El fenómeno responde a dos factores: por un lado, los inversores buscan mayor capital para operar de manera realista; por otro, las empresas ofrecen cada vez más este tipo de cuentas. Según cifras de Learning Heroes, los alumnos formados en sus programas de operativa bursátil gestionan de forma agregada más de 5 millones de euros en cuentas de fondeo, un indicador del auge de esta modalidad.
Para Albert Salvany, formador en Learning Heroes, el crecimiento del interés se explica por la madurez del sector. “A medida que los inversores adquieren más conocimiento, se dan cuenta de que buscar rentabilidades del 15 % o del 20 % mensual no es realista. Con poco capital es muy difícil alcanzar objetivos financieros ambiciosos, lo que lleva a interesarse por las cuentas de fondeo”.
Los datos de la Comisión Nacional del Mercado de Valores (CNMV) reflejan este crecimiento. La participación de inversores particulares en operaciones sobre el IBEX 35 ha pasado del 4 % en compras y 4,5 % en ventas en 2019, a 7,6 % y 11,1 % respectivamente en 2025. Además, el número de carteras minoristas analizadas en España aumentó un 7,6 % en 2024, hasta superar las 551.000, lo que evidencia un interés creciente por la inversión directa.
En este contexto, las cuentas de fondeo se han consolidado como una alternativa atractiva.

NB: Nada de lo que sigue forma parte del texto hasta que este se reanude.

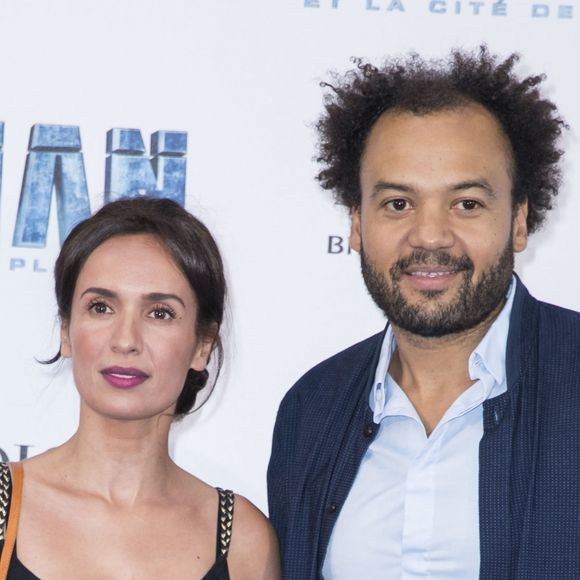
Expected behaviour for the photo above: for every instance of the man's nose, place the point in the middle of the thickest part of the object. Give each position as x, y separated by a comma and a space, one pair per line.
126, 337
431, 229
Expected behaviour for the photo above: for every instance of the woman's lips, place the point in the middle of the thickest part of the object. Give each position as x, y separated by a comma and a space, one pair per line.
124, 377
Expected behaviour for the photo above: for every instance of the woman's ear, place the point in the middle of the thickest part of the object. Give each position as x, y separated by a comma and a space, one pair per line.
204, 348
65, 348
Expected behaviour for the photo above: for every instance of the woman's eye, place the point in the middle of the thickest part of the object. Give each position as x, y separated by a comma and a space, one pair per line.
162, 313
398, 204
99, 308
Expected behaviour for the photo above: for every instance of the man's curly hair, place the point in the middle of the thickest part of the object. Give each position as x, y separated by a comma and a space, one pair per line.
530, 122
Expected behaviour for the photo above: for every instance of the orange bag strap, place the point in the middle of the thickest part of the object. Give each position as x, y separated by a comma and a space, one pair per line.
14, 514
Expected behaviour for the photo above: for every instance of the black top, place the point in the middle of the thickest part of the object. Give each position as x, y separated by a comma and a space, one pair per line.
219, 570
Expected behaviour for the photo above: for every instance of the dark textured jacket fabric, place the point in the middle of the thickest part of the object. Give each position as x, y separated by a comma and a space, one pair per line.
529, 456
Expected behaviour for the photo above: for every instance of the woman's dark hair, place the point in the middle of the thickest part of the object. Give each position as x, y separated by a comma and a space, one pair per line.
530, 122
188, 241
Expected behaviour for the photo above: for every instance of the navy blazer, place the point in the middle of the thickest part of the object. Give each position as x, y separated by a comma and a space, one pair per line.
529, 455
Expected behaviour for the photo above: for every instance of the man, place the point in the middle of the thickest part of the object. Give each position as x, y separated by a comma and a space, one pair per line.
448, 446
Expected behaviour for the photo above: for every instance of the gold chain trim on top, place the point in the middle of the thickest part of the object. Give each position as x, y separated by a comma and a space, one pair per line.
226, 519
4, 497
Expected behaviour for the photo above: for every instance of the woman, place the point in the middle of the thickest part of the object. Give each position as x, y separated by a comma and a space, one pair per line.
140, 290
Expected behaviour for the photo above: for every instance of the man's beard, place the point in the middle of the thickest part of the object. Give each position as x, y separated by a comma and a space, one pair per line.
472, 305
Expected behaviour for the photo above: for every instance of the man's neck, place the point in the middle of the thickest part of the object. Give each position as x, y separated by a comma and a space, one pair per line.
434, 371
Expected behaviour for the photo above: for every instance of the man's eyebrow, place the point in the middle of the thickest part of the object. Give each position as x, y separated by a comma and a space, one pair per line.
476, 183
381, 186
161, 296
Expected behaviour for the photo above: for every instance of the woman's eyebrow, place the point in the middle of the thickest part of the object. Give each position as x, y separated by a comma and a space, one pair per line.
160, 296
101, 291
151, 296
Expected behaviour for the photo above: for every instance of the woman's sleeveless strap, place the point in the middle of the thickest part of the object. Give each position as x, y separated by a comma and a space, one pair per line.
13, 495
225, 522
4, 497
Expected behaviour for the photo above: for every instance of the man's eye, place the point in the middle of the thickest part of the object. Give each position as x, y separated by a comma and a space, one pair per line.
398, 204
468, 204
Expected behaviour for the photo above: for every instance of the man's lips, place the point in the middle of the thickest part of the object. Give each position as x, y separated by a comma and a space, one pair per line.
124, 377
430, 277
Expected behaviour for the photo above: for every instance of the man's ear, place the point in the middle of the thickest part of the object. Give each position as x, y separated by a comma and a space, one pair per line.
65, 348
204, 348
355, 235
520, 227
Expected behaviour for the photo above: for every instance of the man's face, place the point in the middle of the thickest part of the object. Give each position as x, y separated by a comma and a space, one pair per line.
436, 229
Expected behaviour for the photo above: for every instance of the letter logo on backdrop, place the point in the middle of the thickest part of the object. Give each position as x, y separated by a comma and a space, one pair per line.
55, 164
129, 172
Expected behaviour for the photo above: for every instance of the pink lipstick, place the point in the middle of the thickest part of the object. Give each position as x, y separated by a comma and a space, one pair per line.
124, 377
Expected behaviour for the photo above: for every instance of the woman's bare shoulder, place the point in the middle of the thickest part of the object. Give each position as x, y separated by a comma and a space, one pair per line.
254, 552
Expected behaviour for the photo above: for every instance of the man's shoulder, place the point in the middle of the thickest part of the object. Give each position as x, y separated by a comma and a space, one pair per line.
558, 323
342, 370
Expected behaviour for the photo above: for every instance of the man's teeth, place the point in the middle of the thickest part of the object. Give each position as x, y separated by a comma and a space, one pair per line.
430, 274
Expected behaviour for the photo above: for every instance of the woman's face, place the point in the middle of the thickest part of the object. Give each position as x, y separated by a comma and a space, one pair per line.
131, 334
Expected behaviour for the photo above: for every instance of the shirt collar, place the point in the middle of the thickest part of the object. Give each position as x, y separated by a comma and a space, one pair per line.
487, 359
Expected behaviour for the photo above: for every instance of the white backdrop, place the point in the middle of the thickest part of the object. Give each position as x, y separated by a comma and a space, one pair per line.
241, 78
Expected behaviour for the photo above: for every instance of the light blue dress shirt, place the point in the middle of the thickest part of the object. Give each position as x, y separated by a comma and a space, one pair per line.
412, 511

El modelo requiere que los inversores individuales superen un proceso de evaluación regulado, demostrando consistencia y buena gestión del riesgo. Quienes aprueban reciben capital para operar, compartiendo parte de los beneficios generados.
“Llega un momento en que el regulador limita el apalancamiento y el mercado busca nuevas alternativas. Las cuentas de fondeo surgen precisamente como una de esas soluciones”, señala Salvany.
Acceder a una cuenta de fondeo no garantiza el éxito. Muchos inversores superan la prueba inicial, pero no logran mantener estas cuentas a largo plazo. “Hay personas que aprueban el examen, pero la cuenta les dura dos o tres meses. En muchos casos el problema está en la falta de fundamentos sólidos, ausencia de estrategia clara o gestión deficiente del riesgo”, afirma el formador.
En este escenario, la tecnología está jugando un papel decisivo. La operativa automatizada permite ejecutar estrategias de inversión siguiendo reglas estrictas de gestión del riesgo, mientras que la inteligencia artificial permite analizar el rendimiento y detectar puntos débiles, mejorando la consistencia operativa.